World-leading ecumenical champion dies

A German cardinal known internationally for his ecumenical work died on Sunday.

Cardinal Karl Lehmann, Archbishop Emeritus of Mainz, was a world leader in building bridges of understanding, reconciliation and dialogue.

He played a leading role in advancing the Catholic Church’s ecumenical dialogue, especially with Lutherans and Evangelicals.

German Bishops’ Conference chair, Cardinal Reinhard Marx, said “the church of Germany is bowing humbly in front of a personality who influenced the Catholic church worldwide.”

After learning of Lehmann’s death, German Chancellor Angela Merkel said she was grateful “for our good conversations and meetings over the years.”

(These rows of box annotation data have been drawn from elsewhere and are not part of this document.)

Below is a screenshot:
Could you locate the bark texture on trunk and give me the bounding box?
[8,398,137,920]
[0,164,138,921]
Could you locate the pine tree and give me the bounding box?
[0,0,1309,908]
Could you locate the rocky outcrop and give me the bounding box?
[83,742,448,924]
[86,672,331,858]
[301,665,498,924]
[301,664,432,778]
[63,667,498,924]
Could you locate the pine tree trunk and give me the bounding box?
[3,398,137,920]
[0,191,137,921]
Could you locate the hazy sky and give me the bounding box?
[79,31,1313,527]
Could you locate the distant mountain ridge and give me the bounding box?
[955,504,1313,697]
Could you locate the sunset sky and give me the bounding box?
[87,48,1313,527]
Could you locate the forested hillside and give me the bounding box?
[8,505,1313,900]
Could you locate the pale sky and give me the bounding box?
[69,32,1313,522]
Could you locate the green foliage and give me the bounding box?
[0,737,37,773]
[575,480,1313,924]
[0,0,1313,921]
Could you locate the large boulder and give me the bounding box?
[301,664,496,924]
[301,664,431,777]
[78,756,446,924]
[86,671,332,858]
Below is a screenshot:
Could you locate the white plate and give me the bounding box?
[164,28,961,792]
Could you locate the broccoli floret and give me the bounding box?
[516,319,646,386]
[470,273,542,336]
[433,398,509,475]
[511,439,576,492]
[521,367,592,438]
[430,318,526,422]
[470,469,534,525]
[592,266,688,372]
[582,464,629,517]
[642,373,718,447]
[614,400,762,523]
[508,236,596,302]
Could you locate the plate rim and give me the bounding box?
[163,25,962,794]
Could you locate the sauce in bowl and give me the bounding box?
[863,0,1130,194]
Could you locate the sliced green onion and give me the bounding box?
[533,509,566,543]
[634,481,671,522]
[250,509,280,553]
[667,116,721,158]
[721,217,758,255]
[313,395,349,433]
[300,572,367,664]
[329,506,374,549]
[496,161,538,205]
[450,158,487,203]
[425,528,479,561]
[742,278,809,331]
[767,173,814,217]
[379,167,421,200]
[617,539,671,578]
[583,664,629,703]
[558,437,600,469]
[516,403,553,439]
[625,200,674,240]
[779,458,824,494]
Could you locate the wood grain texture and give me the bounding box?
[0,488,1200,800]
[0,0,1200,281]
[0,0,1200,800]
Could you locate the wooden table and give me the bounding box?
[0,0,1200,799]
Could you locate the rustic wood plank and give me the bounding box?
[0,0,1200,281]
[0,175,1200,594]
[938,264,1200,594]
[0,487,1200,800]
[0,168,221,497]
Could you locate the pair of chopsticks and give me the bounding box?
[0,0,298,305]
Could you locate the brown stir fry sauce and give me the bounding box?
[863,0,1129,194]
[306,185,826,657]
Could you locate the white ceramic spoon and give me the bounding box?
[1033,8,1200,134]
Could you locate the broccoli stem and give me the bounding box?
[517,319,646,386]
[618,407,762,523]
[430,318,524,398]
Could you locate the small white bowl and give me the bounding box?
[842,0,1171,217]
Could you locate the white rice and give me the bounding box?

She called Lehmann “an exceptionally gifted mediator between the German Catholics and Rome, in the spirit of the economical movement between the Christian churches, but also between Christians and believers of other religions.”

His ecumenical work stretched over 50 years.

In 1969 he became a member of the Central Committee of German Catholics and of a working committee of Evangelical and Catholic Theologians.

Six years later he was named a scientific consultant for the Catholic part of the working committee, and in 1989 became its president.

In June 1983 he became a member of the circle for dialogue between representatives of the German Bishops’ Conference and those from the Council of the Evangelical Church in Germany.

From March 1986-1988, he also became a member and later president of the Lutheran-Catholic dialogue between the World Lutheran Federation and the Pontifical Council for the Promotion of Christian Unity.

Last year the Lutheran and Catholic Churches signed a joint statement to mark their shared commemoration of the 500th anniversary of the Protestant Reformation.

Pope Francis traveled to Lund, Sweden for a joint-commemoration of the landmark anniversary.

In addition to his role in helping advance ecumenism, Lehmann was an academic. He held teaching posts in various German universities.

He received awards from universities and institutions all over the world, and was the author of several publications.

He was elected president of the German Bishops’ Conference in 1987 – a post he held for 20 years.

In 1995 he was named Special Secretary of the First Special Assembly for Europe of the Synod of Bishops, and from 1988-1998 was a member of the Congregation for the Doctrine of the Faith.